CHAPTER V
The camp was finely situated. We were surrounded on all sides by hills, not ordinary dead hills, these were alive with picturesque villages, half-hidden amongst orchards of plum and apple trees. On the far side of the white, one-storied town of Kragujevatz, the hills to the east, and south, seemed to be in poetic partnership with the clouds, and all day long, with infinite variety, reflected rainbow colours and storm effects—an endless source of joy.
At night, when the tents were lighted by small lanterns, and nothing else was visible but the stars, the camp looked like a fairy city.
The cuckoo had evidently not been present during Babel building, for all day long, and sometimes at night, he cuckooed in broad English—a message from our English spring. But the climax of surprises came when we found ourselves kept awake by the singing of the nightingales. Was this the Serbia of which such grim accounts had reached us?
We were ready to open our hospital either for the wounded, or for typhus patients, and we gave the authorities their choice. Colonel Guentchitch promptly decided that he would rather not start a new typhus centre; he wished us to take wounded. We began with fifty, and these were in a few days increased to one hundred and thirty.
And at once I realised, that the impression which even now largely prevails in Western Europe as to the bellicose character of the Serbian nation, is wrong.
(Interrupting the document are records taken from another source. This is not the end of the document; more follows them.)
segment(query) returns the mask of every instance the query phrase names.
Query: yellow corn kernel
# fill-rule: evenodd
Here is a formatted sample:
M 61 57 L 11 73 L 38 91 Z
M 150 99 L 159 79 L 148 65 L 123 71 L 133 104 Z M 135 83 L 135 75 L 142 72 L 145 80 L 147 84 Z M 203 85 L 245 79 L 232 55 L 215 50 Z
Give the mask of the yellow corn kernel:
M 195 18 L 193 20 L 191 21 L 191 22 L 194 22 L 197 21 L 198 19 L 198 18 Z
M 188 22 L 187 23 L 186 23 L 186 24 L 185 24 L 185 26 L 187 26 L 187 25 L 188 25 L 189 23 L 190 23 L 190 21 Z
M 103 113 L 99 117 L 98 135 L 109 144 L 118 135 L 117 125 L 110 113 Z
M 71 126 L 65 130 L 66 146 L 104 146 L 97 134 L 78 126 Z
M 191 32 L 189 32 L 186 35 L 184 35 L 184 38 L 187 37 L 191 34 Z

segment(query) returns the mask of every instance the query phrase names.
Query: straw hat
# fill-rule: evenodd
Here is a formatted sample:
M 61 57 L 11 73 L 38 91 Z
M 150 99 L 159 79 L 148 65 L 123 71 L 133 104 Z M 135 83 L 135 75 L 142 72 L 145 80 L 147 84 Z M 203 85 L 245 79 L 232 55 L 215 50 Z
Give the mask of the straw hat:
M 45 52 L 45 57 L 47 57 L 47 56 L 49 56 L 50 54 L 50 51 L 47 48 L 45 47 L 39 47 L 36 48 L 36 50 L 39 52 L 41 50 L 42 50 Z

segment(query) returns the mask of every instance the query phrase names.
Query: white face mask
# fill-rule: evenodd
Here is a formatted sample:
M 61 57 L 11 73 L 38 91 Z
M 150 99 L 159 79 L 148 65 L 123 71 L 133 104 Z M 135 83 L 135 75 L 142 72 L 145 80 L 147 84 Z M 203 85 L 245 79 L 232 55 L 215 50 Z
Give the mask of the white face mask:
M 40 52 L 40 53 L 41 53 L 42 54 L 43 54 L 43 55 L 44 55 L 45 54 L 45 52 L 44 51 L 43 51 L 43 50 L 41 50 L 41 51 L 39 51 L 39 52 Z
The average Serbian peasant-soldier is not the truculent, fierce, fighting-loving savage so often represented. He does not love fighting, but he loves, with all the enthusiasm of a poetic nature, his family, his home, his hectares of land, and his country. He has fought much in the past, but in defence of these possessions which he prizes. No one can accuse the Serbian soldier of cowardice, yet his dislike of fighting, and his love of home, were so marked, that it was easy to distinguish, by his brisk walk, and cheerful countenance, or by his slow gait, and depressed attitude, whether a drab-dressed soldier, with knapsack, walking along the road, was going Kod kutche (home) or—his ten days' leave at an end—was going once more y commando (to the front).
Our wounded were the most charming patients imaginable, and it was always a joy to go into the wards and have a talk with them. They were alertly intelligent, with a delightful sense of humour, and a total absence of vulgarity or coarseness. They were all so chivalrous, courteous and delicate in their behaviour to the nurses, and to us women generally, and so full of affection and gratitude for the help given to them, that it was difficult to realise that these were not officers, but peasants, with little knowledge of the world outside their own national history.
With this every Serbian peasant is familiar, because it is handed down from generation to generation, in ballads and heroic legends, by the bards or guslars.
Our patients were all wonderfully cheerful and happy, and the convalescents enjoyed their meals in a tent which had been given by the men working on a ranch in British Columbia. Popara (a national dish—a sort of porridge of bread and lard), and eggs, bread, and pekmez (plum jam), and tea or coffee for breakfast; a rich stew of meat and vegetables, or a roast, and pudding or pastry for dinner; and again, meat, and stew, or soup, and pudding for supper. On Fridays, however, the soldiers always refused meat.